Era un Murray? Ero confusa e mi sedetti. Avevo parlato con uno dei Murray? Quel ragazzo misterioso e gentile era Sean? Non mi ricordavo di lui ma mi sembrava di conoscerlo. Forse ricordavo qualcosa. Dovevo saperne di più. Dovevo parlare con Alan.
-"Jeff, stai bene?", chiese Mia scuotendomi la spalla.
-"Sì, scusa. E' solo che non me l'aspettavo. Non l'ho nemmeno riconosciuto".
-"Cosa? L'hai incontrato? Cosa ti ha detto? Ti ha dato fastidio?", si preoccupò.
-"Sì, è entrato qualche minuto fa e si è offerto di aiutarmi con i compiti di fisica, ma non ho accettato.
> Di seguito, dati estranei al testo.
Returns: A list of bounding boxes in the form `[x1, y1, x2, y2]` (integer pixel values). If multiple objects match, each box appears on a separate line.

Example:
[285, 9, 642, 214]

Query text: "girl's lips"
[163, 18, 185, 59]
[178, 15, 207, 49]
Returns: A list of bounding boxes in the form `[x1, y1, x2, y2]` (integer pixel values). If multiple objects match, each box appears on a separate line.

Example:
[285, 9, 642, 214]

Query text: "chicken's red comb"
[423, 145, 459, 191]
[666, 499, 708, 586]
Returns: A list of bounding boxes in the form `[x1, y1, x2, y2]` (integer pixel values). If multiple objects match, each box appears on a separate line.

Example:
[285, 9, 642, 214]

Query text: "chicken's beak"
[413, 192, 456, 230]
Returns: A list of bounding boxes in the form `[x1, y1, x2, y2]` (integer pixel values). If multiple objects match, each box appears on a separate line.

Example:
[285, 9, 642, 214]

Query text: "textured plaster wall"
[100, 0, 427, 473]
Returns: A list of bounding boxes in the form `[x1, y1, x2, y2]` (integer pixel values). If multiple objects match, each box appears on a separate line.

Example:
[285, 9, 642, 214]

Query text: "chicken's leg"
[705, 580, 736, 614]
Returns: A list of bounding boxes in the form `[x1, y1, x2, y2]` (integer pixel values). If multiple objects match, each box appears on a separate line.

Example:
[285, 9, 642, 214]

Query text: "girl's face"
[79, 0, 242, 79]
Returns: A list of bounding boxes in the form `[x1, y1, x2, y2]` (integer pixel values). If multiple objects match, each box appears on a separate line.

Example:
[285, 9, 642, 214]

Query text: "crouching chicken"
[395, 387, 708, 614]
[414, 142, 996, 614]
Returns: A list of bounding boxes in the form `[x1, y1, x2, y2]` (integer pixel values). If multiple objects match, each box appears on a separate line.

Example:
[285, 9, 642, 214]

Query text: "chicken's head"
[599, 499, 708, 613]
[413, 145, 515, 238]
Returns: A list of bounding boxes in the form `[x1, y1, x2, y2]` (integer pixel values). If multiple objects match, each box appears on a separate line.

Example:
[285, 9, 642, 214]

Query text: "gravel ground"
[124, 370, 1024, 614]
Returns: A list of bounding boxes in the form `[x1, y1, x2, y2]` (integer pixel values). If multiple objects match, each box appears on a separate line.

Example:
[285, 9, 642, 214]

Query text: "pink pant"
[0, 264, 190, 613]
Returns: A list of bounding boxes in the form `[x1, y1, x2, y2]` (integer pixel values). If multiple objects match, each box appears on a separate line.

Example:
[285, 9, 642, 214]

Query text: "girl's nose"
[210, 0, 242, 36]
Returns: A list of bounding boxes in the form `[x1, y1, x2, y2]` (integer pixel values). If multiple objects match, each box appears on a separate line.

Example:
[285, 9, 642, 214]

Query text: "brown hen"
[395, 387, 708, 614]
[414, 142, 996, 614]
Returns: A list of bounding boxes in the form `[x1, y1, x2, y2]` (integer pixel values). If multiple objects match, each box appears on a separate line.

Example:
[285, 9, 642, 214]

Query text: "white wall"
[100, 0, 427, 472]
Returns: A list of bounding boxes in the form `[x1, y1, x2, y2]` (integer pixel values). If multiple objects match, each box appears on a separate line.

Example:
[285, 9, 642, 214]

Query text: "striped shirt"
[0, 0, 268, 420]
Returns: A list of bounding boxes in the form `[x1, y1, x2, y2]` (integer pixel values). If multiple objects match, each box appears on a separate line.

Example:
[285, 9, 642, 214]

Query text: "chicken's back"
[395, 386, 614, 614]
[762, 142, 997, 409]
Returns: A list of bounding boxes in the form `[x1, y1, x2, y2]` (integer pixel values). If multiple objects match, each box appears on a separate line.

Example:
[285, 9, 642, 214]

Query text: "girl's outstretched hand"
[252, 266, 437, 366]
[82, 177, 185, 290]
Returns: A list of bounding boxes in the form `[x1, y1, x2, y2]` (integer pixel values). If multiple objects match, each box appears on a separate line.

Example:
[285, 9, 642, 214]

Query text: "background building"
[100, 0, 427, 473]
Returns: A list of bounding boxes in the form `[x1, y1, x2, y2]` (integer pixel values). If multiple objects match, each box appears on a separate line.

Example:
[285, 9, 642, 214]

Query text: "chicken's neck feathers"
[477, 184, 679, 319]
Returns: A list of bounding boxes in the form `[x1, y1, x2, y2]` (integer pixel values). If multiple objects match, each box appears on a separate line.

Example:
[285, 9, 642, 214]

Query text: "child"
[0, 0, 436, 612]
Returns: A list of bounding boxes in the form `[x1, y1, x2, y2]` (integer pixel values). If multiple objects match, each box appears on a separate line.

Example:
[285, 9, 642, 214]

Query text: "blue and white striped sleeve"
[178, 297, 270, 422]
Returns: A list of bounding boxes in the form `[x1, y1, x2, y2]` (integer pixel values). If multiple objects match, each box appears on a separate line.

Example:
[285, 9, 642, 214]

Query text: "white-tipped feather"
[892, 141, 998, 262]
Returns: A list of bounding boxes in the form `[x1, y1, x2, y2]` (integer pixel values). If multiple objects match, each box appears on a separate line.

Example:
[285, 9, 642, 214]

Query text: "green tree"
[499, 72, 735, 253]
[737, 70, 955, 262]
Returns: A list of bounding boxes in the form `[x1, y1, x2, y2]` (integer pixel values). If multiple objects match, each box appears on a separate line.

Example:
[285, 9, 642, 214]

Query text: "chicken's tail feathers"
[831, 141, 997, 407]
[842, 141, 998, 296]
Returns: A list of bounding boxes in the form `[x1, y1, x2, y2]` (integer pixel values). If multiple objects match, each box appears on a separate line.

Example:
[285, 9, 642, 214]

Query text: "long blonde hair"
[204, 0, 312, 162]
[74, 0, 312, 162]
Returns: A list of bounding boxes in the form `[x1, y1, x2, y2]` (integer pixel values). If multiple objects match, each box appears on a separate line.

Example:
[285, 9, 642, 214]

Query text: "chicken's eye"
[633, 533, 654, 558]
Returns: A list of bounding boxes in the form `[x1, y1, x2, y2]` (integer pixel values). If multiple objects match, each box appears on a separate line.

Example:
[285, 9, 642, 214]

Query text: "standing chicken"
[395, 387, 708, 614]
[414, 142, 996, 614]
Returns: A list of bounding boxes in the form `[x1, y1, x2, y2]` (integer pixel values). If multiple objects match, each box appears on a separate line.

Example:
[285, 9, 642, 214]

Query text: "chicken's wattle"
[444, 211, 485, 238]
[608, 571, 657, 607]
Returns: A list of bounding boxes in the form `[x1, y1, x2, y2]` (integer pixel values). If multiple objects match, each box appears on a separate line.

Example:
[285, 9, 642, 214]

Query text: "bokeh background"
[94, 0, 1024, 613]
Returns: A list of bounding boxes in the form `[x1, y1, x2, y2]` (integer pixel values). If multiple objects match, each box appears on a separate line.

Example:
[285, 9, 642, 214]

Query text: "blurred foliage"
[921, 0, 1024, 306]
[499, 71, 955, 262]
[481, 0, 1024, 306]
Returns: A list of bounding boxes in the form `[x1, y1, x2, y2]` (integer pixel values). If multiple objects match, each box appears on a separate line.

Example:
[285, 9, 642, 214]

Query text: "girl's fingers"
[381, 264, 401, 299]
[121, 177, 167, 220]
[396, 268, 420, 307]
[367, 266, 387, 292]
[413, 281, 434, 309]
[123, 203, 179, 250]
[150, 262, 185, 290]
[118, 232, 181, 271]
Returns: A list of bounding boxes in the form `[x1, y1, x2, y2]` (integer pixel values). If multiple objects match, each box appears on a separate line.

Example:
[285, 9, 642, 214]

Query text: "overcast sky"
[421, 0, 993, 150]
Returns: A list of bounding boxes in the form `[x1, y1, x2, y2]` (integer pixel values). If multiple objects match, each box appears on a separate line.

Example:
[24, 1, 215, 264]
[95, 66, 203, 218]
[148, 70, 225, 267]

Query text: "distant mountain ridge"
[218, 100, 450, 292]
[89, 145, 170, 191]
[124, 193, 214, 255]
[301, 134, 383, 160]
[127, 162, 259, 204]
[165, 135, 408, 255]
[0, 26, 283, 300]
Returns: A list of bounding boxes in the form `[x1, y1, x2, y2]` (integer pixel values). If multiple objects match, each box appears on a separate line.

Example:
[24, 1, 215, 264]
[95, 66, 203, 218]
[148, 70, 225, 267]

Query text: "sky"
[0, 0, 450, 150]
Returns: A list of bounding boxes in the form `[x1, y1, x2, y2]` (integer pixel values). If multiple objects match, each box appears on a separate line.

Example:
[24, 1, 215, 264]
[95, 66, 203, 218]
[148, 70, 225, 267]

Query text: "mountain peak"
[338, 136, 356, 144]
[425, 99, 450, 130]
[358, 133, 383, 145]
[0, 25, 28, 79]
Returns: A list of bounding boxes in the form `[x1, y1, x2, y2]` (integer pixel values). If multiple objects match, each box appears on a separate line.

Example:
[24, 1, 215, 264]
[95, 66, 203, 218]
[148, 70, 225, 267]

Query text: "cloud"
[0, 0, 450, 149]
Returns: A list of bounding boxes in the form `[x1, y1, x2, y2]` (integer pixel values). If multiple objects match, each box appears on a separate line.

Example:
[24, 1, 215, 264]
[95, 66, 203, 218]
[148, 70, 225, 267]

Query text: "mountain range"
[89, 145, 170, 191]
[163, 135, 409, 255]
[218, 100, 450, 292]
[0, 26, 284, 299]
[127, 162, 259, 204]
Non si è presentato nonostante gli abbia chiesto chi fosse e se n'è andato. Ma non è stato scontroso", riassunsi.
-"Che cafone!", commentò Mia.
-"Devo saperne di più. Scusami ma esco prima oggi. Avverti tu gli insegnanti. Inventati qualcosa. A più tardi", dissi e mi avviai verso l'uscita.
Avevo incontrato uno dei Murray e non ero riuscita a capire chi fosse per chiedergli spiegazioni sulla mia amnesia. Dovevo sapere. Mentre camminavo verso il parco del centro, chiamai ripetutamente Alan al cellulare ma non rispose. Così gli scrissi un SMS dicendogli che sarei rimasta al parco per qualche ora e che l'avrei aspettato. Gli dissi anche che avevo incontrato uno dei suoi fratelli, senza specificare quale, forse avrebbe capito che avevo davvero bisogno di lui.